To answer this question, we need to understand the concept of oxidation-reduction (redox) reactions and the reaction between Cr2O7 and CrO4 ions in the presence of hydroxide ions (OH-).
First, let's identify the oxidation states of the chromium atoms in each ion:
- In Cr2O7, each chromium atom has an oxidation state of +6.
- In CrO4, each chromium atom has an oxidation state of +6 as well.
The change from Cr2O7 to CrO4 involves the reduction of Cr(VI) to Cr(VI). This means that there is no change in the oxidation state of the chromium atoms in this reaction.

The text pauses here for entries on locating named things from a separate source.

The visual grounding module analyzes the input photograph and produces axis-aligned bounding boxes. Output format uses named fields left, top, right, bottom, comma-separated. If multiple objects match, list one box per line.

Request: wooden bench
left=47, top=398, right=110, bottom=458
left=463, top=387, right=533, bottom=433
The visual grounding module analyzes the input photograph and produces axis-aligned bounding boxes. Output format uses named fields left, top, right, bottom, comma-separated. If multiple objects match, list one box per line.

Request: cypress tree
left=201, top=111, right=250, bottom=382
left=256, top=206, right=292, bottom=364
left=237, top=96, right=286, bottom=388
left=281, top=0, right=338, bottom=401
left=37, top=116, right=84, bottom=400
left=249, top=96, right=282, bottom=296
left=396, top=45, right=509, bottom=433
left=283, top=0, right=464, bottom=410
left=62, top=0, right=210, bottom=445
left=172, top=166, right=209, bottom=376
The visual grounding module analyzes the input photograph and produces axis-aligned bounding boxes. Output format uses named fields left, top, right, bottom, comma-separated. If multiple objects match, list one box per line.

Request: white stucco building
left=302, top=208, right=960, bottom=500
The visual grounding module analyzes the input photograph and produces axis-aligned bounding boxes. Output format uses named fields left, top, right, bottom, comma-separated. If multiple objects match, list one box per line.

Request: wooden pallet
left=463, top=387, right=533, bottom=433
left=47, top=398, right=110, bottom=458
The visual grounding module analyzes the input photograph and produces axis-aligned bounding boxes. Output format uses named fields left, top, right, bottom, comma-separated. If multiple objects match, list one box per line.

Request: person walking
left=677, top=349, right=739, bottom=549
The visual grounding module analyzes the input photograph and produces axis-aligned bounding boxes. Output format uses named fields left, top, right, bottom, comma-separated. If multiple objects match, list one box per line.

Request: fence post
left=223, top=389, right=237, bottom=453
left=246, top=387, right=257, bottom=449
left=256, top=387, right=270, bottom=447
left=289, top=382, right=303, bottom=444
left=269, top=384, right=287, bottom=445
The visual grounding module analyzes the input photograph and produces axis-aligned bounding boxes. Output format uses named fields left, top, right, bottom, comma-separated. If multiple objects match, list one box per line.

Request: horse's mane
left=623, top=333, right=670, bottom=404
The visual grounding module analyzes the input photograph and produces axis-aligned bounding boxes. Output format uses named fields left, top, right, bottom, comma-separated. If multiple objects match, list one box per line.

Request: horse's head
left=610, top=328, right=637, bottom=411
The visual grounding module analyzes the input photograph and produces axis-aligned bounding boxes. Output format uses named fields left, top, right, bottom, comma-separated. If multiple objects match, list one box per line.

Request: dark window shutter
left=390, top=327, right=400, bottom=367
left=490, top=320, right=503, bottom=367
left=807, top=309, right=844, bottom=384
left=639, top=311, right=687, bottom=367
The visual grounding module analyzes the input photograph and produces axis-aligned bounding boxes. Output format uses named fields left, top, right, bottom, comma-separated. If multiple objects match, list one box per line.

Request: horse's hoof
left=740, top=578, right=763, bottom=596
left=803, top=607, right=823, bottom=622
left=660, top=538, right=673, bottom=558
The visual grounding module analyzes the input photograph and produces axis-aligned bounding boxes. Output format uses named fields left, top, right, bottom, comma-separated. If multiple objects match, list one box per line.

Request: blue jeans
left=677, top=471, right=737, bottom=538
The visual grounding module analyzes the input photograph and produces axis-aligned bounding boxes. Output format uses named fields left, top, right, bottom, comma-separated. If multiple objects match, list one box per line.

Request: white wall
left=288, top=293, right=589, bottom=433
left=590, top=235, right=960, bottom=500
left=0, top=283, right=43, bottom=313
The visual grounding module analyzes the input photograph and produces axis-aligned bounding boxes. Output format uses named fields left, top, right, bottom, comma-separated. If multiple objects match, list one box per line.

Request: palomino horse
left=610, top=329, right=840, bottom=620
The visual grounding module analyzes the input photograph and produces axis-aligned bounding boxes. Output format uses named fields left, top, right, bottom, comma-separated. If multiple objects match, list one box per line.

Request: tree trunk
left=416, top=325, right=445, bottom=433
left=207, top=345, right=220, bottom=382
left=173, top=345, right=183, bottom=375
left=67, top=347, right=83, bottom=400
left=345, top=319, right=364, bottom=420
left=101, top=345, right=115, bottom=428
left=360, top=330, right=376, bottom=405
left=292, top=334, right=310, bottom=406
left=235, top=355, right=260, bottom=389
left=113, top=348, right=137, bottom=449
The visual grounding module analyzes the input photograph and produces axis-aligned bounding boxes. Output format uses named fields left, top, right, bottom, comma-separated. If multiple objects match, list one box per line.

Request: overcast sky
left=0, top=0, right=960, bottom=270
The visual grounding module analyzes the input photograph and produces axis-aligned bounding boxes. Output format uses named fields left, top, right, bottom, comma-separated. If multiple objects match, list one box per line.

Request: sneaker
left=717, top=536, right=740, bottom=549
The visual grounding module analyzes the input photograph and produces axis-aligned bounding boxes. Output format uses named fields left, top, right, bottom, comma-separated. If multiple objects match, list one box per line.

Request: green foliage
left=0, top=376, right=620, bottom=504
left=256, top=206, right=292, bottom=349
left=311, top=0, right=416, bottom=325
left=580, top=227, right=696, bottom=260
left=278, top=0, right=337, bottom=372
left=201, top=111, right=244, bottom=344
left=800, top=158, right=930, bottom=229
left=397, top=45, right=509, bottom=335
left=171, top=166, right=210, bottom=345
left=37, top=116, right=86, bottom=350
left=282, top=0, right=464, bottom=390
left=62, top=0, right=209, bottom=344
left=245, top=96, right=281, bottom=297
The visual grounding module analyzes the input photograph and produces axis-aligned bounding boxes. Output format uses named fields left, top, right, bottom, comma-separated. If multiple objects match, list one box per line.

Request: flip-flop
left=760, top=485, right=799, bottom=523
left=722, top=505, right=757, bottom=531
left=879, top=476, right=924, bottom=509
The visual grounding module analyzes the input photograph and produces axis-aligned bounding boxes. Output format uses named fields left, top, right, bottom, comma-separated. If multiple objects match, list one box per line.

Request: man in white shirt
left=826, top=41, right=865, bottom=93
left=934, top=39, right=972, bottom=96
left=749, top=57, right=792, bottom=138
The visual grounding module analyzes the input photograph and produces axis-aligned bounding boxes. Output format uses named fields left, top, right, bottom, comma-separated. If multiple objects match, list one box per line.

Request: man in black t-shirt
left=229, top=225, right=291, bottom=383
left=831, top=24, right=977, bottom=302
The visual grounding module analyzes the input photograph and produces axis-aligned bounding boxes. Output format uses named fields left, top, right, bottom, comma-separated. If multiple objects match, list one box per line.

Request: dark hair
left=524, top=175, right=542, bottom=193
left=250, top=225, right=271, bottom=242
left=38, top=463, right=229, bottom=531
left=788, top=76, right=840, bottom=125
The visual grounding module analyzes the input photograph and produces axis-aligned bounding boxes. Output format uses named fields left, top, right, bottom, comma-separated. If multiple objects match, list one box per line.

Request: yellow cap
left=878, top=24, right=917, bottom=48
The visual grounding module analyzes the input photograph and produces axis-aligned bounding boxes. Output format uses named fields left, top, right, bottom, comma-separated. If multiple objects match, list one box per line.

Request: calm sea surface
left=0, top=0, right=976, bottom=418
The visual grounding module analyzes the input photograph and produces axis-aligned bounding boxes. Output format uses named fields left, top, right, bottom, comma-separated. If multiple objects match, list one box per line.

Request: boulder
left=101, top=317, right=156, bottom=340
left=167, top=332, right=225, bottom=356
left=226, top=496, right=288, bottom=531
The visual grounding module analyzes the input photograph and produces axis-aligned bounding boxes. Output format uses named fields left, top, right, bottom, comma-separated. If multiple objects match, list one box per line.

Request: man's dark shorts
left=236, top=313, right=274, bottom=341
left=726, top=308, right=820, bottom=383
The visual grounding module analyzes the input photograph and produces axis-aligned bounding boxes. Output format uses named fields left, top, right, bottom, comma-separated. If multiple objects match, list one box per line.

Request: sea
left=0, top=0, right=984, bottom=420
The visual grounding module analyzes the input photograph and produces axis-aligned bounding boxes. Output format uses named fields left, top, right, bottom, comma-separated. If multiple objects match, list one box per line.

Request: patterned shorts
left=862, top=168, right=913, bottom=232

In a basic solution (alkaline conditions), hydroxide ions (OH-) are present. These OH- ions can react with the Cr2O7 ion to form CrO4 ions. The balanced equation for this reaction is as follows:
Cr2O7^2- + 2OH- → 2CrO4^2- + H2O
In this equation, two hydroxide ions (OH-) are added to each Cr2O7 ion to produce two CrO4 ions. Additionally, one water molecule (H2O) is formed as a product.
To summarize, the reverse change from Cr2O7 to CrO4 in the presence of hydroxide ions (OH-) involves the addition of two OH- ions and results in the formation of two CrO4 ions and one water molecule. The balanced equation for the reaction is Cr2O7^2- + 2OH- → 2CrO4^2- + H2O.